Belasan helikopter yang berhasil menghindar dari gelombang angina tornado terbang tinggi melepaskan jutaan tembak peluru, granat dan peledak cacing kering diangkasa, seketika udara diluar beraroma asin teri, hujan ledakan cacing kering terlihat seperti ledakan kembang api, berwarna-warni, membuat keadaan semakin sengit dan meriah. Si cupang raksasa yang malah semakin terlihat menjadi brutal, mulai menyerang satu demi satu helikopter berbendera amerika serikat itu dan memakannya, mengunyahnya lahap.

Pasukan helikopter telah kalah telak oleh si cupang raksasa, aku yang berdiri diluar memandang langit semakin gelisah, sementara si cupang raksasa yang terlihat masih kelaparan mulai mendekatkan kepalanya ke bulan, mengincarnya seperti hendak akan menelannya bulat-bulat.

Aku berteriak dari bawah seperti orang gila, berusaha menghalau si cupang raksasa yang kelaparan agar tidak hendak memakan bulan.

“Jangan, jangan kau makan, aku mohon jangan!” keras sekali aku berteriak.
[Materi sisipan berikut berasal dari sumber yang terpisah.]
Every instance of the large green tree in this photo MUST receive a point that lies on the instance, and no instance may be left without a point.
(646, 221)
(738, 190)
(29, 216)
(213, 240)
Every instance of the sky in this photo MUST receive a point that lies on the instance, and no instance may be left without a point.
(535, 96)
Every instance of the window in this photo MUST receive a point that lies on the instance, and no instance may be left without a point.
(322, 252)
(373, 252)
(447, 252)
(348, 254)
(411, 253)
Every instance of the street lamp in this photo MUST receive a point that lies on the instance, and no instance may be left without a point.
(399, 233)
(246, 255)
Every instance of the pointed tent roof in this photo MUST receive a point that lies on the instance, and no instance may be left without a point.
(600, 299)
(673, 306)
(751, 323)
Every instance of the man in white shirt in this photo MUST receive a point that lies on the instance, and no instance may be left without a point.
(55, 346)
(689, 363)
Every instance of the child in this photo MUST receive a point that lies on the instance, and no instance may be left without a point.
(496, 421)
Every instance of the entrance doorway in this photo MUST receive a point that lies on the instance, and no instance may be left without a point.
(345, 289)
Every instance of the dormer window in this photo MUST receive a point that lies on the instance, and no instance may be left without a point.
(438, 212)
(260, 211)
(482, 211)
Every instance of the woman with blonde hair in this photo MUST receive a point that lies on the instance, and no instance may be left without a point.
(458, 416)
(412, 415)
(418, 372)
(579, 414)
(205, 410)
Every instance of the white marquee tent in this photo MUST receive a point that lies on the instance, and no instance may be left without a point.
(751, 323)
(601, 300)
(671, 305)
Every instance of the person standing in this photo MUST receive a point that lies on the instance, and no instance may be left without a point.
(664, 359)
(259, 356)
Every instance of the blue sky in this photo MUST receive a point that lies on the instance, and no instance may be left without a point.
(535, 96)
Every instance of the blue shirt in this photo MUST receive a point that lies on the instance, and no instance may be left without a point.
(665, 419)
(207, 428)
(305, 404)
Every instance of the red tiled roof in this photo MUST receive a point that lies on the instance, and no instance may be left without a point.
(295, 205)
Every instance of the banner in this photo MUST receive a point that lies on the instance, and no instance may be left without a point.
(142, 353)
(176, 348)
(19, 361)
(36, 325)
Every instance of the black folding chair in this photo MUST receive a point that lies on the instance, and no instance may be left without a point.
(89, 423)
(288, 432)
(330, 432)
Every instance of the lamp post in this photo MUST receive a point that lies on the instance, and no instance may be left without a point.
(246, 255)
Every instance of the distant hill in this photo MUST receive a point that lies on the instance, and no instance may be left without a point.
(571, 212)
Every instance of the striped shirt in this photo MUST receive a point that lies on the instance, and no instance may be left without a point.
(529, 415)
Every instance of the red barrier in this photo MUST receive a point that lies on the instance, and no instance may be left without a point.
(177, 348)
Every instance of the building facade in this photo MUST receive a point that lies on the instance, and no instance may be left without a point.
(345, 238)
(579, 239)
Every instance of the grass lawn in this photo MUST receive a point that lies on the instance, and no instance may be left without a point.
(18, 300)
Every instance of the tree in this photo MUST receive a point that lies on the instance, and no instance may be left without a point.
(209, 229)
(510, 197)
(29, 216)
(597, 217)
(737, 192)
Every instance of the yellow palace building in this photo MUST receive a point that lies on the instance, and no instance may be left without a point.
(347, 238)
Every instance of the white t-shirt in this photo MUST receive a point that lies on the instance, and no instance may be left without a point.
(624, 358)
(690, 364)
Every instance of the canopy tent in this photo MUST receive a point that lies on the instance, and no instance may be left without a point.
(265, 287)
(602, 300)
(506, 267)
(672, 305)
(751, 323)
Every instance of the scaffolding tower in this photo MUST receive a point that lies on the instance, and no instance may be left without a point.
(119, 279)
Namun si cupang yang sudah terlampau kalap dan keparan telah berhasil menelan bulan dalam satu hitungan, kini perut si cupang raksasa telah buncit dan membulat. Perutnya semakn besar, semakin besar dan terus menerus semakin besar serta membuncit seperti hendak akan pecah. Aku menutup mataku dan seketika. “Booooom” ledakan dahsyat di langit Cibiru telah membuat si cupang raksasa hancur berkeping-keping, langit gelap, bulan lenyap, dan sisa gema ledakan membuat malam benar-benar padam.